Department of Microbiology and Immunology, Center for Infectious Disease Research, Medical College of Wisconsin, Milwaukee, WI, USA.
Department of Molecular Biology and Microbiology, Tufts University School of Medicine, Boston, MA, USA.
Cell Microbiol. 2017 Dec;19(12). doi: 10.1111/cmi.12786. Epub 2017 Sep 26.
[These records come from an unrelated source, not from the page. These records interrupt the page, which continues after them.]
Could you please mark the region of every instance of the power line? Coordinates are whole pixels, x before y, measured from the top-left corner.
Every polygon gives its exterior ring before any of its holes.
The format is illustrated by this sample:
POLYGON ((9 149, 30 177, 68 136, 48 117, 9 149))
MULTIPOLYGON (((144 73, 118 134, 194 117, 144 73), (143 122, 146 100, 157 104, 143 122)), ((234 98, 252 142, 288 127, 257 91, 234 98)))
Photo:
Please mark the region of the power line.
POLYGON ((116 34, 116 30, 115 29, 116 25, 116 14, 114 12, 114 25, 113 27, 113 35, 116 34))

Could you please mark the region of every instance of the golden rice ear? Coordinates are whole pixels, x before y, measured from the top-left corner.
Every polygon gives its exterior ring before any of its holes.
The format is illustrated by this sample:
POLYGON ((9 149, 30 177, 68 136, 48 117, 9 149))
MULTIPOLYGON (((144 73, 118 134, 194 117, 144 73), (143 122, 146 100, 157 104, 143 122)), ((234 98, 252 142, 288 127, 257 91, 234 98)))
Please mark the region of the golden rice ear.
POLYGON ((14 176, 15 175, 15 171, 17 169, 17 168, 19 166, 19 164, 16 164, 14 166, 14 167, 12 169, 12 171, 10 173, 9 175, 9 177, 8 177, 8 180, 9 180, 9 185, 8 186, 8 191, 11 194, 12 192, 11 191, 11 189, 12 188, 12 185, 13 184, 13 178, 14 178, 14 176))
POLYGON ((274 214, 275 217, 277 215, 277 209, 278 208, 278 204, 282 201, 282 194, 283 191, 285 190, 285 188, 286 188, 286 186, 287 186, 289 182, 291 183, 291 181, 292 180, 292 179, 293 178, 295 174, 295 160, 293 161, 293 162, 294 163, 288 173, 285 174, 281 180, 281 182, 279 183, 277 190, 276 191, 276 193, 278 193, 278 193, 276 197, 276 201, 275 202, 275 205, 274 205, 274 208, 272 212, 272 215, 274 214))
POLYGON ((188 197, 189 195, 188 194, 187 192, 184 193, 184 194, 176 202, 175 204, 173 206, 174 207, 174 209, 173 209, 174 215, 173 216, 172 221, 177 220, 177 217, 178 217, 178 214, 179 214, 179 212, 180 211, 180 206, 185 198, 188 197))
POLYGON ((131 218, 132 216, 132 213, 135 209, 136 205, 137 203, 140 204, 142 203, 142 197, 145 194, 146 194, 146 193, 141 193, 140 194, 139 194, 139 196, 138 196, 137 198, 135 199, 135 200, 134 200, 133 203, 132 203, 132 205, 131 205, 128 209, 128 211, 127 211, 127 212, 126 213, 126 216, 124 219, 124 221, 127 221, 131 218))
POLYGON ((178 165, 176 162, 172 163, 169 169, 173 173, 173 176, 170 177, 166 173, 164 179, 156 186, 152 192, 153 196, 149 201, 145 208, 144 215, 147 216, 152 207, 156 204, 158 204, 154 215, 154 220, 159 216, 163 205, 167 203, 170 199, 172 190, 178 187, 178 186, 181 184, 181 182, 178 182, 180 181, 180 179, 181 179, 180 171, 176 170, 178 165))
Borrelia burgdorferi (Bb) is the causative agent of Lyme disease in the United States, a disease that can result in carditis, and chronic and debilitating arthritis and/or neurologic symptoms if left untreated. Bb survives in the midgut of the Ixodes scapularis tick, or within tissues of immunocompetent hosts. In the early stages of infection, the bacteria are present in the bloodstream where they must resist clearance by the innate immune system of the host. We have found a novel role for outer surface protein C (OspC) from B. burgdorferi and B. garinii in interactions with the complement component C4b and bloodstream survival in vivo. Our data show that OspC inhibits the classical and lectin complement pathways and competes with complement protein C2 for C4b binding. Resistance to complement is important for maintenance of the lifecycle of Bb, enabling survival of the pathogen within the host as well as in the midgut of a feeding tick when ospC expression is induced.
伯氏疏螺旋体(Bb)是美国莱姆病的病原体,如果不治疗,该病可导致心炎、慢性和衰弱性关节炎和/或神经症状。Bb 存在于印鼠客蚤的中肠,或存在于免疫功能正常宿主的组织中。在感染的早期,细菌存在于血液中,必须抵抗宿主固有免疫系统的清除。我们发现伯氏疏螺旋体和伽氏疏螺旋体的外表面蛋白 C(OspC)在与补体成分 C4b 的相互作用以及体内血液生存方面具有新的作用。我们的数据表明,OspC 抑制经典和凝集素补体途径,并与补体蛋白 C2 竞争 C4b 结合。对补体的抗性对于维持 Bb 的生命周期很重要,使病原体能够在宿主内以及在 ospC 表达被诱导时的吸血蚤的中肠内生存。